I have a data set of household incomes. I want to fit a log-normal distribution to the data then generate random numbers from that distribution.
The approach below using the MASS package seems to give incorrect results. When I create a large sample from a log-normal distribution with the parameters from fitdistr, the mean and standard deviation are both much higher than in the original data.
library(MASS)
mean(hhi) # = 124,027.8
sd(hhi) # = 127,492.1
params <- fitdistr(hhi,'lognormal') # mu = 11.31322, sigma = 1.016148
random_hhi <- rlnorm(1000000, params$estimate['meanlog'], params$estimate['sdlog'])
mean(random_hhi) # returns 137,131.5
sd(random_hhi) # returns 182,139
This post, suggested in a comment on a similar question, offers a different approach based on the definitions for the mean and variance of the log-normal distribution. This approach seems to work better in my case. Notice that the mean and SD are much closer to those in the data.
m <- mean(hhi)
s <- sd(hhi)
location <- log(m^2 / sqrt(s^2 + m^2)) # returns 11.3677234406609
shape <- sqrt(log(1 + (s^2 / m^2))) # returns 0.8491615
random_hhi <- rlnorm(n=1000000, location, shape)
mean(random_hhi) # returns 124,024.1
sd(random_hhi) # returns 127,291.8
So, my question is: Why does the first approach fail and the second succeed? I would expect fitdistr to return the parameters mu and sigma that best fit the data so that numbers generated from those parameters with rlnorm would follow the same distribution. What am I missing?
The two ways you obtain these parameters are not equal. MASS::fitdistr performs maximum likelihood estimation, whereas in the second case you have taken theoretical identities as if they reflect the exact truth for your sample.
To be clear, rlnorm (or any other stats random sampling function) returns exactly the distribution you have asked for. By inverting the identities you can trivially verify that a log-normal with mean=11.313 and SD=1.016 will approximately produce the parameters you got in the original scale (unfortunately the log-normal is quite heavily skewed which makes original-scale SD a poor summary measure). The issue lies in how you got to those distributional parameters.
A small example:
set.seed(123)
## Doesn't really follow any univariate distribution
x <- c(rnorm(15, 15, 5), rnorm(5, 150, 30))
## What is the lognormal distribution that is most likely to have produced this sample?

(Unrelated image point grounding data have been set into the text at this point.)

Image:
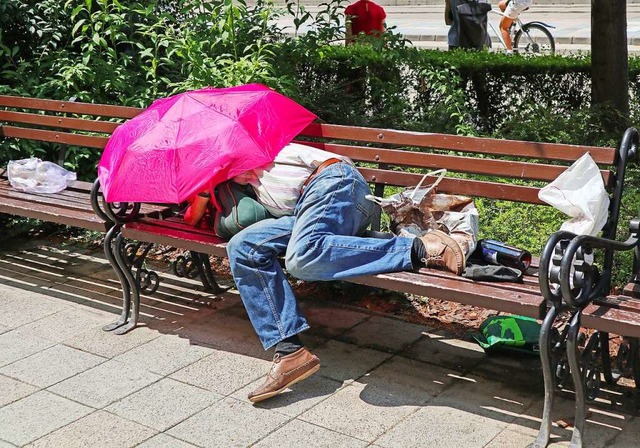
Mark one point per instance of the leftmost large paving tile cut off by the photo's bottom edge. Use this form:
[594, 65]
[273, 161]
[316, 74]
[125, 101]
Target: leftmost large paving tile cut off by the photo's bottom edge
[97, 430]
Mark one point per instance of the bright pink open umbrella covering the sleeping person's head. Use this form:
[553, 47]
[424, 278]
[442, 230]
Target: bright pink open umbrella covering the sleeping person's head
[185, 143]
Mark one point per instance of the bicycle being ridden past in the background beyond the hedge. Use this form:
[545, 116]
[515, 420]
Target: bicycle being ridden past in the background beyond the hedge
[533, 38]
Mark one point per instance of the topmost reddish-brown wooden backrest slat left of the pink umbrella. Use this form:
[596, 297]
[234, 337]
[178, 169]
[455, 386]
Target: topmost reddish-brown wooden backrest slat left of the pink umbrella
[104, 110]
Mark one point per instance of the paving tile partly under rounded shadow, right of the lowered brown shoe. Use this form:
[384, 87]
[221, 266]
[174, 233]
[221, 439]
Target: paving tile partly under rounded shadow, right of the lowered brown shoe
[372, 405]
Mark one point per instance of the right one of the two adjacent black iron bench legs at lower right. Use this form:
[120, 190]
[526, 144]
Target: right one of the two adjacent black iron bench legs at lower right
[578, 381]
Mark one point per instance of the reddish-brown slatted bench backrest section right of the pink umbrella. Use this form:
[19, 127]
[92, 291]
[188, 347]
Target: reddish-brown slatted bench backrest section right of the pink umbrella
[500, 169]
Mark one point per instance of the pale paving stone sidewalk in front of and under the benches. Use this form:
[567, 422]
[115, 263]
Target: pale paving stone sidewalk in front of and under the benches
[181, 379]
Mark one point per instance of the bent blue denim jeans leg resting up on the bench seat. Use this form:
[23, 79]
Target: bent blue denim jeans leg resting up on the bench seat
[331, 212]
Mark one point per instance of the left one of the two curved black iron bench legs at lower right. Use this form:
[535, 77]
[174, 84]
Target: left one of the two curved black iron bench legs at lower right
[545, 341]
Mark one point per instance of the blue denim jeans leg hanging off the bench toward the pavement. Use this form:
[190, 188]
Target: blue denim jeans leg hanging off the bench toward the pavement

MASS::fitdistr(x, "lognormal")
#> logmean=3.292, logsd=1.020
## What is the mean & SD of the lognormal distribution following the observed mean & SD?
c(logmean=log(mean(x)^2 / sqrt(sd(x)^2 + mean(x)^2)),
logsd=sqrt(log(1 + (sd(x)^2 / mean(x)^2))))
#> logmean=3.429, logsd=0.985
Again, these are both 'correct' but answers to different questions. From this it should be clear why the second approach approximates your observed parameters much more closely. The same would happen using the normal distribution:
MASS::fitdistr(x, "normal")
#> mean=50.142, sd=62.584
c(mean=mean(x), sd=sd(x))
#> mean=50.141, sd=64.210
Simulating from these sets of parameters will clearly give you different SDs (that's what you're providing as input), and the second one will reproduce the observed SD whereas the first one won't.
I cannot tell you which of these two is the one you want since you didn't provide more details, but it seems highly unlikely that you just want to reproduce your observed summary statistics exactly (you already have these). If anything, the mismatch between the observed summaries and the MLE suggests that the log-normal is not an exact fit for your data.
As an addendum, here's code that will let you reproduce what MASS::fitdistr does, i.e. how the maximum likelihood parameter estimates are calculated:
mle_normal <- function(x) {
mu <- mean(x)
sig <- sqrt(mean((x-mu)**2))
c(mu=mu, sig=sig)
}
mle_lognormal <- function(x) {
stopifnot(all(x > 0))
est <- mle_normal(log(x))
c(logmu=est[1], logsig=est[2])
}
And finally, while the only difference between the MLE and the summary in the normal case is the Bessel correction (variance with n-1 in the denominator instead of n), in the log-normal case that doesn't hold because original-scale mean and variance are no longer independent.